Un viaggio intimo tra il dolore della perdita e l’amore che sopravvive all’assenza.

La copertina è dominata da un colore arancione-salmone nella parte superiore, dove sono riportati i testi principali, e da una tonalità di viola-lilla nella parte inferiore, che funge da sfondo per l'illustrazione.

Testo
In alto, in caratteri bianchi semplici, c'è il nome dell'autrice: Elena Mearini.

Sotto, in caratteri bianchi più grandi, si trova il titolo: ERI NEVE E TI SEI SCIOLTA.

Più in basso, in caratteri bianchi più piccoli, è indicata la prefazione: Prefazione di Lello Voce.

Illustrazione
Al centro, e in gran parte nella sezione viola, c'è il muso stilizzato di un cane (forse uno Schnauzer o un Terrier) realizzato con una tecnica di collage geometrico e colori vivaci.

Le forme sono angolari e i colori utilizzati includono diverse tonalità di blu scuro, azzurro, grigio, arancione e bianco.

Il cane è posizionato su uno sfondo viola-lilla decorato con un motivo floreale e a pois.

Si distinguono fiori stilizzati in arancione, giallo e viola, con foglie verdi.

In basso a sinistra, quasi nascosto, appare il logo dell'editore Res Nudo su una superficie che ricorda della carta strappata o un appunto.

L'aspetto generale è moderno, geometrico e utilizza una palette di colori accesa che crea un forte contrasto tra lo sfondo monocromatico superiore e l'illustrazione colorata inferiore.

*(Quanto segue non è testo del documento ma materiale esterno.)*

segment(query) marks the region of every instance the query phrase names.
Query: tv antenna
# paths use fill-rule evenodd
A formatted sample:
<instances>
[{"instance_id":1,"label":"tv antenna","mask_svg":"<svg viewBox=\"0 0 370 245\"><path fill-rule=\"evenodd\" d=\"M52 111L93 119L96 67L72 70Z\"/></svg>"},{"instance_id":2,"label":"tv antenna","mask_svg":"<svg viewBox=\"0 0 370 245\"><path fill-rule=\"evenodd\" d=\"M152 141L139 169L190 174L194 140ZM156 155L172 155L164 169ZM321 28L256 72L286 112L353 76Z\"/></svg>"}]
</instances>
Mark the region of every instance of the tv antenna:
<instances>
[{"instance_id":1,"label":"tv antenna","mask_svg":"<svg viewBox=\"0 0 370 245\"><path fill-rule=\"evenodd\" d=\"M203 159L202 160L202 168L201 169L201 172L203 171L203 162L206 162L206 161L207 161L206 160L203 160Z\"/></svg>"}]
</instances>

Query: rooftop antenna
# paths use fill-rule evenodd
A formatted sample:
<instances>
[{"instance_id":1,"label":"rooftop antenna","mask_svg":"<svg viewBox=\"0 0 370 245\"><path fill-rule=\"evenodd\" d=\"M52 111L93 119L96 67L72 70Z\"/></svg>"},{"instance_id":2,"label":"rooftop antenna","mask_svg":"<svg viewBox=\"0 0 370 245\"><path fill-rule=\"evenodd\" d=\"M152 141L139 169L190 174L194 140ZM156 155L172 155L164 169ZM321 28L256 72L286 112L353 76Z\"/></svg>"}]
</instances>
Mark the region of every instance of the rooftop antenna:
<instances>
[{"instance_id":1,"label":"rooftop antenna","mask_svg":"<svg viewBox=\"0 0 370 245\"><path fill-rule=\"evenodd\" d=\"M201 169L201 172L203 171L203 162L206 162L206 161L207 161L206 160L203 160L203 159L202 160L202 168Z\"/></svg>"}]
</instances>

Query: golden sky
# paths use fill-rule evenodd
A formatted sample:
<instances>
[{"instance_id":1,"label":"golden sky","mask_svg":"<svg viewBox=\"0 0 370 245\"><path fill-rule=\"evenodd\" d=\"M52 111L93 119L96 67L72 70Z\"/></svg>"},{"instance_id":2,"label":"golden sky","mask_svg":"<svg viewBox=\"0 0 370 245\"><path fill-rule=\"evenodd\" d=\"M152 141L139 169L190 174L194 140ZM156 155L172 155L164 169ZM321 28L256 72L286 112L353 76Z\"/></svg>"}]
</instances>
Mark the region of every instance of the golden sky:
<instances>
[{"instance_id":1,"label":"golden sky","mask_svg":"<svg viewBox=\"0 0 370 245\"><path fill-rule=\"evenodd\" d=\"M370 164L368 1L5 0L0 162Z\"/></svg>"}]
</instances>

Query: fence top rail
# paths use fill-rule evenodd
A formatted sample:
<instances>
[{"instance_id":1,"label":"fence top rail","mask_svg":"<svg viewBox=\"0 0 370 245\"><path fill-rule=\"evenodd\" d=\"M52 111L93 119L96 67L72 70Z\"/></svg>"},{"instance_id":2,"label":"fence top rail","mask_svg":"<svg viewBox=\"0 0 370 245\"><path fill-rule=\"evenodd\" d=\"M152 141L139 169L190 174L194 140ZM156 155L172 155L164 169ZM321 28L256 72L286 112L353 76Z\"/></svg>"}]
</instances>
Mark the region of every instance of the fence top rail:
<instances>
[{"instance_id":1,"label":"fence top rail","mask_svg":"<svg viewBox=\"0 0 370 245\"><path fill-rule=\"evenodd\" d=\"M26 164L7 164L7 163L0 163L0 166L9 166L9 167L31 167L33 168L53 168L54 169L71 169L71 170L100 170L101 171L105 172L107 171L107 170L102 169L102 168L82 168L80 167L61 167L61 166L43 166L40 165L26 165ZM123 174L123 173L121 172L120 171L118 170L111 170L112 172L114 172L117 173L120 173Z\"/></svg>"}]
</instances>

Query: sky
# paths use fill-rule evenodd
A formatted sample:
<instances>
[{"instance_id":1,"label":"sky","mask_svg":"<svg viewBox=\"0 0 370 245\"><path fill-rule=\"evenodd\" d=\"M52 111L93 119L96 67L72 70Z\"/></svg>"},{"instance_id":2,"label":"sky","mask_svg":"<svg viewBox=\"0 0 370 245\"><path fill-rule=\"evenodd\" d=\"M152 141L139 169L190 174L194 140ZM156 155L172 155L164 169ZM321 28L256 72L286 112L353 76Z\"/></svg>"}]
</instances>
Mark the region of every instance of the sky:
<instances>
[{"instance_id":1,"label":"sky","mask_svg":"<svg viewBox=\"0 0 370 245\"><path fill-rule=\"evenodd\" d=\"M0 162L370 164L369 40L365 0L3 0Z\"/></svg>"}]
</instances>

In Eri neve e ti sei sciolta, Elena Mearini ci conduce in un viaggio poetico e intimo attraverso il dolore della perdita e la ricerca di un senso nell’assenza. Al centro di questa narrazione struggente c’è Maya, la cagnolina amata, compagna di vita e specchio dell’anima dell’autrice. La perdita di Maya diventa il punto di partenza per una riflessione universale sull’amore incondizionato, sulla memoria e sulla fragilità dell’esistenza. Con una scrittura delicata e ricca di immagini evocative, l’autrice esplora il confine tra l’umano e l’animale, tra chi resta e chi se ne va, tra il visibile e l’invisibile. Ogni pagina è un dialogo con il vuoto, un tentativo di tradurre il silenzio in parole e di dare forma a ciò che è sfuggente e impalpabile. Eri neve e ti sei sciolta è un’opera che invita a riflettere sulla condizione umana, sulla capacità di trasformare il dolore in poesia e sull’amore che sopravvive al tempo, rendendo eterno il ricordo di chi abbiamo amato.

-Di cani è piena la storia della poesia. Al punto che si potrebbe dire che il cane non è solo il miglior amico dell’uomo, ma che lo è soprattutto del poeta […] Nulla di strano, dunque che anche oggi si scrivano poesie sui cani, per i cani.  Ciò che colpisce in quest’ultima fatica di Elena Mearini è altro.  Direi qui, per iniziare a delimitare il campo, la sua capacità di fare del ricordo della sua cagnolina, Maya, il centro motore di una riflessione ben più ampia, al centro della quale sta il linguaggio e in cui la relazione con l’animale è la cartina al tornasole che porta alla luce la fragilità e l’impotenza della cultura umana di fronte all’infinita potenza e imperscrutabilità della natura (dalla prefazione di Lello Voce)

Elena Mearini (Milano, 1978) è autrice di narrativa e poesia. Da diversi anni insegna scrittura creativa e ha lavorato sui percorsi di scrittura autobiografica nelle carceri e in istituti di riabilitazione psichiatrica. È fondatrice, direttrice e docente della “Piccola Accademia di Poesia” di Milano. Ha pubblicato le raccolte poetiche Dilemma di una bottiglia (Forme Libere, 2013), Strategia dell’addio (LiberAria, 2017), Eri neve e ti sei sciolta (Re Nudo, 2025), e per le Marco Saya Edizioni Per Silenzio e voce (2014), Separazioni (2019), Aritmia (2021) e A molti giorni da ieri (2024). Ha inoltre pubblicato i romanzi 360º gradi di rabbia (Excelsior 1881, 2010) Undicesimo comandamento (Perdisa Pop, 2011), A testa in giù (Morellini, 2015), Bianca da morire (Cairo, 2016), È stato breve il nostro lungo viaggio (Cairo, 2017), Felice all’infinito (Perrone, 2018), I passi di mia madre (Morellini, 2021) e Corpo a corpo (Arkadia, 2023). Con alcuni dei suoi romanzi ha vinto, tra gli altri, il Premio Gaia Mancini, il Premio Università di Camerino ed è stata finalista al Premio Scerbanenco e candidata al Premio Campiello e per tre volte al Premio Strega.